Why Brain-Inspired AI Matters
The development of HRM represents a paradigm shift in AI research. For years, progress has been fueled by scaling up LLMs: more parameters, more data, bigger compute. But this arms race is unsustainable — both financially and environmentally.
Brain-inspired models like HRM prove that intelligence isn’t about size, but structure. Just as the human brain achieves incredible reasoning with only 86 billion neurons, HRM achieves remarkable results with a fraction of the resources used by today’s LLM giants.
This opens up exciting possibilities:
-
More efficient AI → Smaller models that require less energy and data.
-
Human-like reasoning → Models that think in structured, adaptive ways.
-
Wider accessibility → Advanced AI tools that don’t require trillion-dollar infrastructure.

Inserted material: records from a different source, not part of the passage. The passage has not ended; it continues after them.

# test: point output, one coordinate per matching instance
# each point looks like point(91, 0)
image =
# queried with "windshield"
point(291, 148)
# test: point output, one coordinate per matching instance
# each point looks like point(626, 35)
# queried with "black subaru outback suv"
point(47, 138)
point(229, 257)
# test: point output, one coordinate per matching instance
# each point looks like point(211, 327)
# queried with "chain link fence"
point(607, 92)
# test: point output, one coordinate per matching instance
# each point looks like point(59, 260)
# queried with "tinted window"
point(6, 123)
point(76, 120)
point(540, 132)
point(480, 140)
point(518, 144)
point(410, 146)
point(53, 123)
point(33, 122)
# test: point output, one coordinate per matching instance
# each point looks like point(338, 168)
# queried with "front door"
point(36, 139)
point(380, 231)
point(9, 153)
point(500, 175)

Skepticism and Ongoing Research
It’s worth noting that HRM’s research is still preliminary. The study, published on arXiv in June 2025, has not yet been peer-reviewed. While the results are promising, independent verification is essential.
Interestingly, the ARC-AGI benchmark organizers tried to replicate the findings after the researchers open-sourced HRM on GitHub. They confirmed the performance numbers but noted a surprising twist:
-
The hierarchical architecture itself had less impact than expected.
-
The real boost came from a refinement process during training, which wasn’t fully documented.

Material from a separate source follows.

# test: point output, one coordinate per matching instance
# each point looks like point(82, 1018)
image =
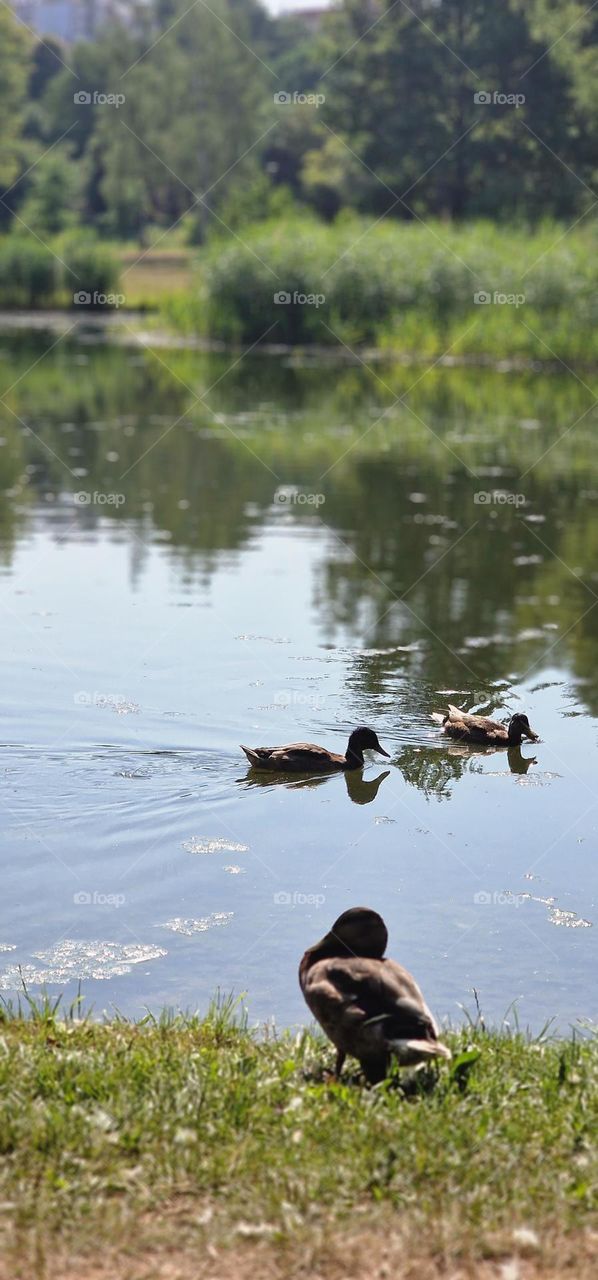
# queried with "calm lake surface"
point(270, 549)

This raises questions about whether HRM’s success comes from its brain-like design or clever training strategies.
Implications for the Future of AI
If HRM lives up to its promise, it could reshape the entire AI landscape:
-
Redefining AGI Pathways → Instead of endlessly scaling LLMs, researchers may shift toward cognitive-inspired architectures.
-
Smarter Problem-Solving Tools → AI that can reason deeply, not just predict text, could revolutionize science, medicine, engineering, and law.
-
Ethical Opportunities → Smaller, efficient models reduce environmental impact and democratize access, making advanced AI available to smaller labs, startups, and developing nations.
-
Challenges for Big Tech → Companies like OpenAI, Anthropic, and Google may need to rethink their reliance on parameter scaling.
Conclusion: A New Era of Human-Like AI
The creation of the Hierarchical Reasoning Model marks a turning point in AI research. By mimicking the multi-layered processing of the human brain, HRM demonstrates that smaller, smarter systems can outperform trillion-parameter giants in reasoning tasks.
While still in its early stages and awaiting peer review, HRM’s success hints at a new direction for AI: one where architecture and reasoning matter more than raw size.
As AI continues to advance toward Artificial General Intelligence, brain-inspired approaches like HRM may hold the key to building systems that don’t just talk like humans — but think like them too.